Highway Autonomous Driving (HAD)

HAD will utilize Kia’s radar and LiDAR (Light Detection And Ranging radar) systems to interpret lane markings, allowing the car to stay in its lane and switch into others to overtake or change road. This comprehensive system removes the necessity for drivers to use the steering wheel, indicators or acceleration and brake pedals in many situations, while displaying key information on the LCD head-up display (HUD).

Emergency Stop System (ESS)

ESS, paired with an advanced Driver Status Monitoring (DSM) system, uses sensors to monitor the position of the driver’s face to ensure their full attention while at the wheel.
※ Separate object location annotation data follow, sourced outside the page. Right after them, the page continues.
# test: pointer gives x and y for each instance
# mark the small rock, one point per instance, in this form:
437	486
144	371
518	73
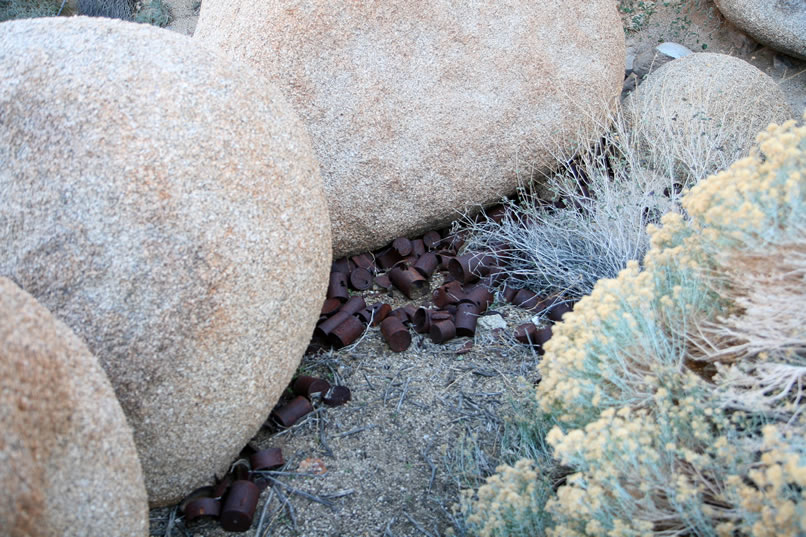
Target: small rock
652	59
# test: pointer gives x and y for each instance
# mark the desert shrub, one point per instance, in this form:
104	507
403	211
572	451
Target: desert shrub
674	392
26	9
584	221
115	9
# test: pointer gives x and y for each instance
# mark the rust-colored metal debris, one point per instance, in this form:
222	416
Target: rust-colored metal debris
422	320
238	509
202	507
467	315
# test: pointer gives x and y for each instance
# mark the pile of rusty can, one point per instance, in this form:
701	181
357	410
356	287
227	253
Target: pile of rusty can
297	401
408	265
233	499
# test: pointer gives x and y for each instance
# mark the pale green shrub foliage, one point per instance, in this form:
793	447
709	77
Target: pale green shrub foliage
676	389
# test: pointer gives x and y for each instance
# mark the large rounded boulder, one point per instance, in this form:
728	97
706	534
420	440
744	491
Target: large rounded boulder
698	114
419	110
163	201
780	24
68	463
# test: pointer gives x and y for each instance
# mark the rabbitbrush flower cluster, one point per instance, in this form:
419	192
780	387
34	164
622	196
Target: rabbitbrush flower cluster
675	390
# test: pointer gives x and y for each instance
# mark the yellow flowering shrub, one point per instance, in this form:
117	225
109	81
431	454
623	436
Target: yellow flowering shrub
674	393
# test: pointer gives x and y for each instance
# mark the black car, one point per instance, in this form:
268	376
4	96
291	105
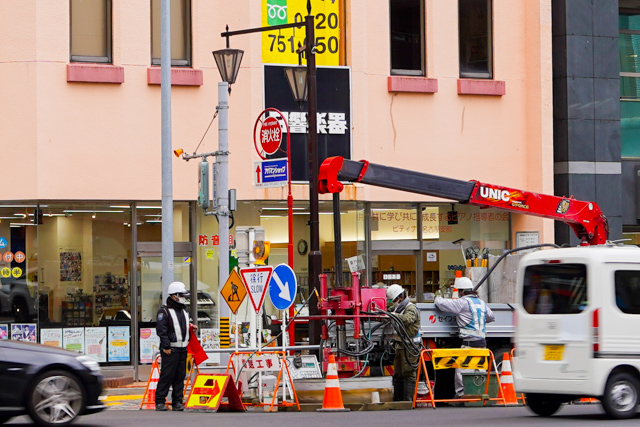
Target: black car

If it detects that the driver has fallen asleep, or the driver’s gaze isn’t focused on the road ahead for too long, ESS automatically directs the car to an appropriate side lane and safely parks itself, removing the car and driver out of harm’s way.
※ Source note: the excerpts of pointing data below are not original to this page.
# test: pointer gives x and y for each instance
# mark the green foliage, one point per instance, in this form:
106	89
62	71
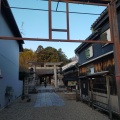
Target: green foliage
27	56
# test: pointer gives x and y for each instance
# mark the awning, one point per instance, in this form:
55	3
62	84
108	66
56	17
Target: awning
98	74
70	79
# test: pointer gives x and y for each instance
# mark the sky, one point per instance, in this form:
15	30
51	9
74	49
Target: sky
34	24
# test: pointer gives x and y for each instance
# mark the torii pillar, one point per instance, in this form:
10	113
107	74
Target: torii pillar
55	76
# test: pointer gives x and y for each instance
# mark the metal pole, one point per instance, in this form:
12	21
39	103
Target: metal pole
50	20
108	97
116	48
55	76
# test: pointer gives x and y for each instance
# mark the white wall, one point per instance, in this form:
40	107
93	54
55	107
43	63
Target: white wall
9	64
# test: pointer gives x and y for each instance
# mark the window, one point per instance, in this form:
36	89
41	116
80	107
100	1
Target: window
105	36
89	52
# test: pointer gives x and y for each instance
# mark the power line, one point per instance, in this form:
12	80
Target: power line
35	9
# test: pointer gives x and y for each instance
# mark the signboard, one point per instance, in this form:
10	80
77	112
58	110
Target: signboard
89	52
71	83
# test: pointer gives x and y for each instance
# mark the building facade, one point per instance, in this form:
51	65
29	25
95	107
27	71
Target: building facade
10	85
97	66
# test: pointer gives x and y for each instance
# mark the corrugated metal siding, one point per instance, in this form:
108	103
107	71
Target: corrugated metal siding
9	65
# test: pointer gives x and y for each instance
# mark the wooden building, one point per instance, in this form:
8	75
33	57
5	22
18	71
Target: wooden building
96	66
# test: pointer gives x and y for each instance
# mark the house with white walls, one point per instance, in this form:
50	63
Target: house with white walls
10	85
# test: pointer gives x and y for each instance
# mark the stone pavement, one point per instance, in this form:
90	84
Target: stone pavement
48	99
67	110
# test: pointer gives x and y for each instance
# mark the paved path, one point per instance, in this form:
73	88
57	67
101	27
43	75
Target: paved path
48	99
52	107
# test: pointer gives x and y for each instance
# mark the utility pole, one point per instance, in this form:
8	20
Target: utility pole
112	10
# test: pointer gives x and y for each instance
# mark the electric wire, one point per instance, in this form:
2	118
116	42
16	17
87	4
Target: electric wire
35	9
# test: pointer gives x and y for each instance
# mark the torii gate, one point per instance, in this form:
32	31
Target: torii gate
111	5
54	66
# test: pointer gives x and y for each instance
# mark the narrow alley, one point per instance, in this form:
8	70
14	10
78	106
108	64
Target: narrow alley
50	105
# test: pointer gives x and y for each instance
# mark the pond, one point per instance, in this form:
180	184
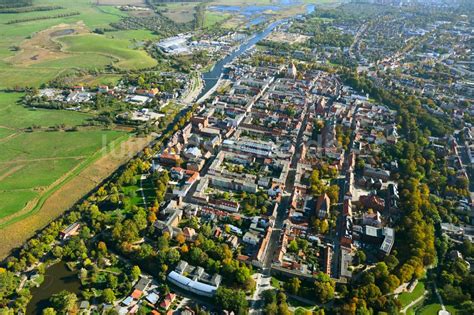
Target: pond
57	278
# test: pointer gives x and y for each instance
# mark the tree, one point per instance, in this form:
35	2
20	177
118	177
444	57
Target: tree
8	283
64	301
293	246
49	311
108	295
294	285
180	238
136	272
231	300
102	247
112	281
Urban Autonomous Driving (UAD)

UAD allows the car to navigate safely through densely populated city streets, using GPS, lane data, and nearby structure recognition to pinpoint precisely where the car is and where it is headed. UAD also utilizes V2X communication to classify surrounding objects such as pedestrians, bicycles and cars, and measure their proximity to the car, and ‘read’ traffic lights and road signs at the side of the road.

Traffic Jam Assist (TJA)

TJA tracks the vehicle in front during high-traffic conditions, and identifies appropriate spaces in other lanes to move in to safely and gain more ground in heavy congestion. The system uses external sensors to maintain a safe distance from the vehicle in front at all times, and only maneuvers when safe spaces are available.

Autonomous Valet Parking

Autonomous Valet Parking will enhance Kia’s existing Smart Parking Assist System (SPAS), by allowing drivers to exit the car and watch the vehicle park itself remotely, activated using the smart key or a smartwatch. Requiring no steering input from the driver, the car can approach an available parking space and maneuver into it quickly and easily. The GPS-operated Parking Minder system on the Kia Telematics app lets drivers relocate their autonomously-parked car when they return to it.

Preceding Vehicle Following (PVF)

PVF functions in place of Kia’s lane recognition systems (LKAS, LDWS) if there is no decipherable lane marking, or if the road is under construction. While monitoring the car’s surroundings, PVF carefully tracks the direction and speed of the vehicle in front and calculates its own path, maintaining a safe distance.